Icardi e Wanda Nara, chi troppo vuole nulla stringe

Davvero difficile capire come andrà a finire tra Mauro Icardi e l’Inter. Il gesto della società di sfilare la fascia di capitano dal braccio di Maurito e di metterla su quello di Handanovic è una bomba esplosa nel mondo Inter. Non solo: se alla scelta clamorosa si aggiunge il rifiuto di Icardi di seguire la squadra a Vienna per l’impegno di Europa League il quadro è completo.

Marotta, Ausilio e Gardini non ne potevano veramente più delle sfuriate di Wanda Nara (moglie – manager di Icardi) che un giorno sì e l’altro pure punzecchiava la società. Motivo del contendere? Il rinnovo del contratto di Icardi con tanto di congruo adeguamento. Va detto che Icardi già guadagna cinque milioni di euro all’anno: buoni e sufficienti per mantenere la sua numerosa famiglia allargata. L’obiettivo di Wanda è arrivare alla quota di nove milioni (quanto prendeva Higuain al Milan). Insomma stipendio quasi raddoppiato. L’Inter – da quando è arrivato Beppe Marotta come amministratore delegato – ha sempre mantenuto un atteggiamento attendista. Icardi merita l’adeguamento, ma alle cifre che dice l’Inter, quindi sette milioni all’anno.

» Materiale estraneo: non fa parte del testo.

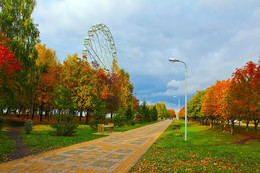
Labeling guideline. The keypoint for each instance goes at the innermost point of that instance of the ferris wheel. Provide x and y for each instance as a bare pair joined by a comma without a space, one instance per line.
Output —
99,46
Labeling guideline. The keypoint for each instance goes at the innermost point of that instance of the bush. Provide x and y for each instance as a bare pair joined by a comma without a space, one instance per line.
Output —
119,120
65,129
28,126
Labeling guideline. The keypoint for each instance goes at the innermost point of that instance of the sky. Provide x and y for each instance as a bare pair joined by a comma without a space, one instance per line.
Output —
213,38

E alla fine la corda si è spazzata: dopo l’ennesima stilettata di Wanda (in sostanza ha detto che è bene che l’Inter compri giocatori in grado di fornire un numero adeguato di assist al marito), la situazione è degenerata. Con tanto di decisione drastica comunicata con uno stringatissimo tweet (stile Wanda, che dei social è regina incontrastata): la fascia non è più di Icardi, va sul braccio di Samir Handanovic. Icardi non la prende bene (eufemismo) e reagisce peggio: è convocato per la sfida di Europa League contro il Rapid Vienna, ma comunica di non sentirsela di partecipare alla trasferta austriaca. Si è autoescluso. In sostanza Icardi difende la moglie, quindi la sua manager, e si mette contro l’Inter. Da sottolineare che il resto del gruppo si è schierato dalla parte della società. Lo testimonia il like di Brozovic (poi prontamente tolto) al cinguettio dell’Inter. Anche i compagni di Icardi sono stufi di ingerenze di qualsiasi tipo. Anche perché l’Inter soffre e anche tanto questa situazione. Basta osservare l’andamento della squadra negli ultimi tempi.

Insomma per il clan Icardi vale il vecchio adagio: chi troppo vuole, nulla stringe. Da questa situazione ne escono tutti con le ossa rotte. Icardi, il cui rendimento è clamorosamente in picchiata da quando si parla del contratto. Wanda Nara, che se da un lato deve fare i suoi interessi di manager, dall’altro deve ancora imparare l’arte (Raiola è un cattedratico da questo punto di vista), la squadra, sballottata da questa inutile lotta interna e l’Inter stessa costretta a un gesto clamoroso per ristabilire l’ordine. Di certo all’Inter di questi tempi non ci si annoia mai.